Both market gardens and tanks/tank beds – valuable sponges and sinks of the city — have been relentlessly occupied: When by the poor, they are ruthlessly evacuated in favour of “layouts” for the richer citizen. The linguistic topos occasionally records that transition — some colonies are still called “tank bed” colonies — but otherwise, the memory of the large tanks, which have been converted into stadia, bus depots, tech parks, golf clubs and colonies has been erased.

Sustaining this link between the city and tank building – which was recognised even by the erstwhile princely Mysore government (though damming of the Arkavathi was also undertaken ) — is another principle of town planning that has been buried in concrete. Since 1947, tank building and maintenance have been jettisoned in favour of pumping Cauvery water up to a height of 3,000 metres from nearly 100 km away. No amount of knowledge about the vital role played by tanks and tank-beds in sustaining the city — generated by NGOs, government-sponsored reports, citizens’ groups, scientists — has reoriented this bull-headed city-building.

So, not for want of knowledge was the city lost. What about the place of law? In courses on the history of the modern city, I have often asked students to reflect on an important question: Why is there such widespread disrespect for planning and building law in the Indian city? When “illegality” is the norm — indulged in not merely by the poor, but the rich and even the state — is there an alternative to the law as an instrument of socially-just and environmentally-sustainable city planning? Post hoc “regularisation” is, we well know, the way in which the Indian state compensates for its failures to build housing for the poor.

But the law is by no means toothless: Legal compliance is inflicted only on the poorest and the weakest in the city. Take Bengaluru. The poor are “legally” deprived of their water sources and places for bodily relief as middle-class residents assert their rights.
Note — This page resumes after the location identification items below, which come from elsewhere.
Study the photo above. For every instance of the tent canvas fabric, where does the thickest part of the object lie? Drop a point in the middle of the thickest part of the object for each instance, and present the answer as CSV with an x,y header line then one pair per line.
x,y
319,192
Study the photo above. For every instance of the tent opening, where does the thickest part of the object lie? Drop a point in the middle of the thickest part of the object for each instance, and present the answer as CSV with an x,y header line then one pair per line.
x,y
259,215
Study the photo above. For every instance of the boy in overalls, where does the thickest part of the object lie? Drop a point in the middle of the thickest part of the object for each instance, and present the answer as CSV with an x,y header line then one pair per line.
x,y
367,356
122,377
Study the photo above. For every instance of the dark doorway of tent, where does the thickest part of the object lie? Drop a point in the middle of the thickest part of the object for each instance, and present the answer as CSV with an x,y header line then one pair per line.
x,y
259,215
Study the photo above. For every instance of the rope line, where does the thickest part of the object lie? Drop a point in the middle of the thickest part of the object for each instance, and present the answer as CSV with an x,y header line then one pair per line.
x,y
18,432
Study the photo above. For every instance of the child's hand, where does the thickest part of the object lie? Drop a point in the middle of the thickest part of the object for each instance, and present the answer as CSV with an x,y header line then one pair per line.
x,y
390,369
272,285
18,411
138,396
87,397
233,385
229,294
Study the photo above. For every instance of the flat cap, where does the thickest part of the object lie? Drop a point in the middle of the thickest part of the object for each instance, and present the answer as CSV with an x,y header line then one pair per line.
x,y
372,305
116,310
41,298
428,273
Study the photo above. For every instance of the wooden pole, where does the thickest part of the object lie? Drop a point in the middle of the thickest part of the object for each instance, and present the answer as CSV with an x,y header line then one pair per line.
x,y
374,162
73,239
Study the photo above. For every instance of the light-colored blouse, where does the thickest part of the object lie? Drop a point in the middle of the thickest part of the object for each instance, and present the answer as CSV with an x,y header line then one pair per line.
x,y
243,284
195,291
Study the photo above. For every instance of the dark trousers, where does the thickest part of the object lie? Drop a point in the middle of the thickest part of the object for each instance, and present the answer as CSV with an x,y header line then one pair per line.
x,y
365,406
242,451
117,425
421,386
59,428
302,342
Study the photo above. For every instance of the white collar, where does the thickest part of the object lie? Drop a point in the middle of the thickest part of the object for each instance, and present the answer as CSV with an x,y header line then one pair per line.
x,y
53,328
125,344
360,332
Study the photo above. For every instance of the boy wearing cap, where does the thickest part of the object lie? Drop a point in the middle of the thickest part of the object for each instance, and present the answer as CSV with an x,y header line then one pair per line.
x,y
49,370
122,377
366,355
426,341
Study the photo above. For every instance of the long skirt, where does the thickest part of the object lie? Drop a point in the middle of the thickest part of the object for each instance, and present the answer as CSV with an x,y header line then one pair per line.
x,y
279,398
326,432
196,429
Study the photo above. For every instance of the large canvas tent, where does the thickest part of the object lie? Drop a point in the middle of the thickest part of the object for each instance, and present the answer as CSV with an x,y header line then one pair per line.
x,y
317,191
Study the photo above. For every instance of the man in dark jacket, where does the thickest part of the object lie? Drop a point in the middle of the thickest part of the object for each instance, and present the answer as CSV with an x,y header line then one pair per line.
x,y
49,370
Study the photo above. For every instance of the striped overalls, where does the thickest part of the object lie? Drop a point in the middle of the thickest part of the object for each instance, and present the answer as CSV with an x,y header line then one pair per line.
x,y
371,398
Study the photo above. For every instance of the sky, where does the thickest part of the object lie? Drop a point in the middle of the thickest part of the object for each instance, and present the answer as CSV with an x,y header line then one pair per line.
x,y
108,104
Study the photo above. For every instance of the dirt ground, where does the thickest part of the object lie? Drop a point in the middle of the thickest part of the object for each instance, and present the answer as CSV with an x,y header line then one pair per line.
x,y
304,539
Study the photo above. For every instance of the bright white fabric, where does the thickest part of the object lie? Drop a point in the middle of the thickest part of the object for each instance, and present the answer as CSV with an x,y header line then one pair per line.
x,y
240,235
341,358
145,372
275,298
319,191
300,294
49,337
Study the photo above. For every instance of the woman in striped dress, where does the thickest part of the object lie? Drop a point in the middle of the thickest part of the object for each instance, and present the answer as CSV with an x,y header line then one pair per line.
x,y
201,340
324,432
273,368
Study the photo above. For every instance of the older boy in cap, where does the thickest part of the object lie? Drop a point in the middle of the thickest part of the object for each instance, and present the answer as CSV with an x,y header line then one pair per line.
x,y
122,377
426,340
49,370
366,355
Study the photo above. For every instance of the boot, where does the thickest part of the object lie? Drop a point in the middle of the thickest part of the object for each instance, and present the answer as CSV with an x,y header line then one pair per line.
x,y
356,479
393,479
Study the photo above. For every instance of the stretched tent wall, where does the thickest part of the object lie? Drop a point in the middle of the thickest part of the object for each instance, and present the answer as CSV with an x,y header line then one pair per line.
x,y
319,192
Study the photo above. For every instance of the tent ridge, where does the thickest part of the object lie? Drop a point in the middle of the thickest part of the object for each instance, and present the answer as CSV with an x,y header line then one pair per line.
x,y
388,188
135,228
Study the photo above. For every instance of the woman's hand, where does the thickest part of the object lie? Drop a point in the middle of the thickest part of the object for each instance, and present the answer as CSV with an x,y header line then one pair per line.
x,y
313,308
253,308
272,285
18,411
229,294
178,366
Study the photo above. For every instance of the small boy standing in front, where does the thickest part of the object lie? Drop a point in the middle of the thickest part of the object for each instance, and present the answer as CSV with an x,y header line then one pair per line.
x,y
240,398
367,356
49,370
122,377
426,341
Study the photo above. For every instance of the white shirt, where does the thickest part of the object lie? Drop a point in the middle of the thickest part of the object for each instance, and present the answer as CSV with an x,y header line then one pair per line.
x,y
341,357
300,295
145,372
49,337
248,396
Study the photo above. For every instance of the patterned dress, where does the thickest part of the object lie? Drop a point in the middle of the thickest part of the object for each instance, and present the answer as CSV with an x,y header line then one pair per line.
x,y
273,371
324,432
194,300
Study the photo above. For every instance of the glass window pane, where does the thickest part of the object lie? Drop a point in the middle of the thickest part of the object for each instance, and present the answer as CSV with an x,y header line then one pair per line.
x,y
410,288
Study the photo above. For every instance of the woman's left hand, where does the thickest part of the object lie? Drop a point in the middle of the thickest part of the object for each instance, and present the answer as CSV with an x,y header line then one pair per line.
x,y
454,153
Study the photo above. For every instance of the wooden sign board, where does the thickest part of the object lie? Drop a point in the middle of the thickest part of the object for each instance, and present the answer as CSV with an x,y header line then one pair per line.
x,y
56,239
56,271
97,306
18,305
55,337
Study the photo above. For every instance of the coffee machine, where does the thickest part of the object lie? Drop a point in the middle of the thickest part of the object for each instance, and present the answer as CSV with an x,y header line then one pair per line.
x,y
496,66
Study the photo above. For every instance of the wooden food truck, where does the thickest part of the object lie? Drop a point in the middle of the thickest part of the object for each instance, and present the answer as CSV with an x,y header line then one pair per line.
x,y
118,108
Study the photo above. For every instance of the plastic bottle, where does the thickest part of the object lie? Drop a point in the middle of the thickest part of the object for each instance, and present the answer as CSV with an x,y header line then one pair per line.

They are denied entry by vigilant RWAs into parks that dot the city in homoeopathic doses. Packs of feral dogs that roam the city are better protected by the law than their victims. For fear of a Forest Department fine, taxpaying homeowners cannot trim or cut a tree even if it threatens their built structure.

Have we grown gigantic too fast? Premila Nesargi, a BJP supporter, was among those who thundered on television that Bengaluru should not have been allowed to grow beyond the four pillars that Kempegowda had planted in the four quarters of the city. Our infrastructure stalwart, Nitin Gadkari, proposed “skybuses” as an answer to Bengaluru’s woes. And now the waterlogged companies on the Outer Ring Road demand a municipality of their own.

Or is it?

The best way for us to honour Kmpegowda, the founder of the city, is not to build a 108-foot statue at Devanahalli (which is, alas, underway). Let us instead revive the intertwined tank and market garden model in every locality, and may no person put it asunder. Let the map of Bengaluru sparkle once again with blue water bodies. Let us impose a heavy congestion tax on four-wheeler users in the city centre, as in most world metros. Let there be a 150 per cent tax on car ownership, as in Singapore. Let us build, (as London, the world’s oldest and most stable metropolises, has done during Covid), a dedicated cycle track throughout the city. Or introduce year-round “odd-even” usage of cars. Let us possibly introduce the Curitiba model of making buses the only mode of transportation, at least on some days of the week. And let us redeploy the fervour and zeal that destroys the “anti-national” residence or the slum to bulldoze residences and offices of the rich and the powerful who have violated the law.

I can hear the bourgeoisie shudder. But into this dream (dreams are still, fortunately, our own), let my city awake.